The analysis pipeline used in this study is shown in Fig. 1C. For each image metric (tissue volume, cortical thickness, cortical area), data were first mean-centred and projected to an orthogonal subspace via singular value decomposition (SVD), while retaining 95% of variance. NPE was then performed using k = 10 neighbours, projecting data to d = 3 dimensions. In order to maximally preserve age- and sex-related variation in the embedded data, we incorporated participant attributes into the construction of the adjacency matrices. Nearest neighbours were selected based on the product of two adjacency matrices, A and a, where the (i, j)th element of each matrix represents the (normalised) similarity between images, A, and age, a, of subjects i and j, respectively and Ai,j = 0, if Si ≠ Sj, where S indicates the sex of the participant. In order to reduce potential bias in image similarities due to site effects, we also introduced an additional constraint: Ai,j = 0, if Si = Sj, where 5 indicates the site/ scanner of image acquisition, although this had little effect on the final embedding.
This resulted in three sets of coordinates, Yv, Yt, and Ya, representing the low-dimensional embedding of tissue volume, V, cortical thickness, t, and area, a, data. This produced a final low-dimensional representation of the combined, multi-metric image data for statistical analysis.
Example code for performing supervised NPE is made available at http://developmentalimagingmcri.github.io.
Statistical analysis
Internal validity of the model was assessed using 10-fold cross-validation. We used 90% of the PING participants as a training set, calculating the manifold embedding coordinates for each imaging modality and combining them into a single representation. To predict age, we used a Gaussian Process Regression (GPR) model with the combined manifold coordinates as features and age as a dependent variable (Cole et al., 2015). To predict sex, the combined coordinate set was sent to a linear discriminant classifier. Image data from the remaining 10%, the test set, were then projected onto the joint manifold and the fitted models used to predict age and sex. Mean absolute error in age estimation (MAE) and correlation between true age and predicted age are reported, alongside classification accuracies for sex. This process was repeated for each fold, reconstructing the manifold each time, such that all PING participants were part of the test set exactly once.

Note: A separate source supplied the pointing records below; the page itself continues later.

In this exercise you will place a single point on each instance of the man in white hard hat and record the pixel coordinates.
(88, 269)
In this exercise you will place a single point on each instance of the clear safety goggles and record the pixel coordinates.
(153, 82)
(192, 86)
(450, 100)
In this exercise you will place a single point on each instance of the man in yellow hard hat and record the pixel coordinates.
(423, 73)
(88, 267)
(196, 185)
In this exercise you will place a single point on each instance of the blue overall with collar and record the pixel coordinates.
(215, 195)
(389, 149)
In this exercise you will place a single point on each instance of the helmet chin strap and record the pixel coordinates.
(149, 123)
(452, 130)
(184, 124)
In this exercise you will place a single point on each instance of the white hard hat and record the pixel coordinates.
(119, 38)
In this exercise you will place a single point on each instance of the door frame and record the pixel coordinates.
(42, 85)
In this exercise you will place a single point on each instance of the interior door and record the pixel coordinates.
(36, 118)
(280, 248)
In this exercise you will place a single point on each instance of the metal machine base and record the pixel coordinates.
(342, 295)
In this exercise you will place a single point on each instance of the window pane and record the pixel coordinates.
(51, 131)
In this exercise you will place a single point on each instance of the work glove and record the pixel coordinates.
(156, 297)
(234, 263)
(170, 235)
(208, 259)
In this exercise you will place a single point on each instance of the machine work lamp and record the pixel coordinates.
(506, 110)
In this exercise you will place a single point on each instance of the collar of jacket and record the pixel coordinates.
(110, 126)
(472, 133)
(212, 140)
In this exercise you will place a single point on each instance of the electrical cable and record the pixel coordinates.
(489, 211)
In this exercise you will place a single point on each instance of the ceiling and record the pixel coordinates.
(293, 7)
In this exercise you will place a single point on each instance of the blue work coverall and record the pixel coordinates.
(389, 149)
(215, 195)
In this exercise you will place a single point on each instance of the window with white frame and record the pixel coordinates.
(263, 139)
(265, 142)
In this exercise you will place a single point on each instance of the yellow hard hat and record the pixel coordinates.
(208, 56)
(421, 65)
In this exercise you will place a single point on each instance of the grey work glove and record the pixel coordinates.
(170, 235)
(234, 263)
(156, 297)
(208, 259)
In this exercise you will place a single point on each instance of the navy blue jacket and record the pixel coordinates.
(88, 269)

External validity was assessed by projecting the combined ABIDE and ABIDE-II datasets onto a manifold constructed from the full PING dataset and predicting age and sex using models trained on the PING data.
To determine if errors in image-derived age estimation correlated with cognitive performance, we performed a further set of analyses using available cognitive data. Of the PING dataset, n=617 had complete records for NTCB score, family socioeconomic status (household income and parental education), and genetic ancestry (GAF; Jernigan et al., 2016; Libiger and Schork, 2012). NTCB scores were corrected for age, sex, socioeconomic status and GAF (Akshoomoff et al., 2014) and linear regression used to determine associations between age estimation error (based on cross-validated age predictions) and corrected cognitive scores.

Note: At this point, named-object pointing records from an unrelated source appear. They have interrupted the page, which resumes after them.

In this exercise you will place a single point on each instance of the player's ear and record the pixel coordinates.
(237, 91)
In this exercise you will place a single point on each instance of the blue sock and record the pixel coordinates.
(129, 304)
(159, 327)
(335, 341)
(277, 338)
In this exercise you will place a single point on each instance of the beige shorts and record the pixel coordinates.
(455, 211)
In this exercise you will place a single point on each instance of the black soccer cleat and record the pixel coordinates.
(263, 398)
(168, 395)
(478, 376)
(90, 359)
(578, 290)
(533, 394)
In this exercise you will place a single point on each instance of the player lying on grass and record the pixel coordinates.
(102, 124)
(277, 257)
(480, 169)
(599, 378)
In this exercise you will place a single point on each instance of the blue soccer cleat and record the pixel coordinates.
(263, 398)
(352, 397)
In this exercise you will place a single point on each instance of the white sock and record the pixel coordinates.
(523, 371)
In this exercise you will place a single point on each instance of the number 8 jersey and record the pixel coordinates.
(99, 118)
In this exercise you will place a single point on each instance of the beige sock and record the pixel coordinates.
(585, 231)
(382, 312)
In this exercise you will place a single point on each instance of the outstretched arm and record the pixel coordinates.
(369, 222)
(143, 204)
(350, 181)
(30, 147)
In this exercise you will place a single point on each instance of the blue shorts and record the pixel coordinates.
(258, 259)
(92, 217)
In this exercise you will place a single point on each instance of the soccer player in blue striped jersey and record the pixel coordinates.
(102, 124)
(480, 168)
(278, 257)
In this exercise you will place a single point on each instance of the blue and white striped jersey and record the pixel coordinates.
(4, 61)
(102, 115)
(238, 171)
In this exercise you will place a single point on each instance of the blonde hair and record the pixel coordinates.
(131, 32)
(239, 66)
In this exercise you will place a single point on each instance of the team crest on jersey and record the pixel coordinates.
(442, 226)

For validation, in the ABIDE and ABIDE-II datasets, full scale IQ (FSIQ) was available for n=802 typically-developing participants (out of 863 combined across both studies). Using the same 10-fold cross-validation procedure outlined above, we derived age predictions for each participant and performed linear regression between age estimation error and FSIQ.
All statistical analysis was performed in Matlab R2105b (Natick, MA).
Results
Figure 2 shows manifold structure visualised for tissue volume (Fig 2A), cortical area (Fig 2B) and cortical thickness (Fig 2C) calculated in the PING cohort. For each metric, an orthogonal rotation was applied to each manifold to maximise correlation with age and sex along the first and second axes respectively. The images show the (standardised) weight of the embedding vectors (model coefficients) used to project new data to the rotated manifold, thus important features are represented by a larger weight, and increases in volume, thickness or area in regions with high positive weight will result in a positive increase along the respective embedding axis and vice versa.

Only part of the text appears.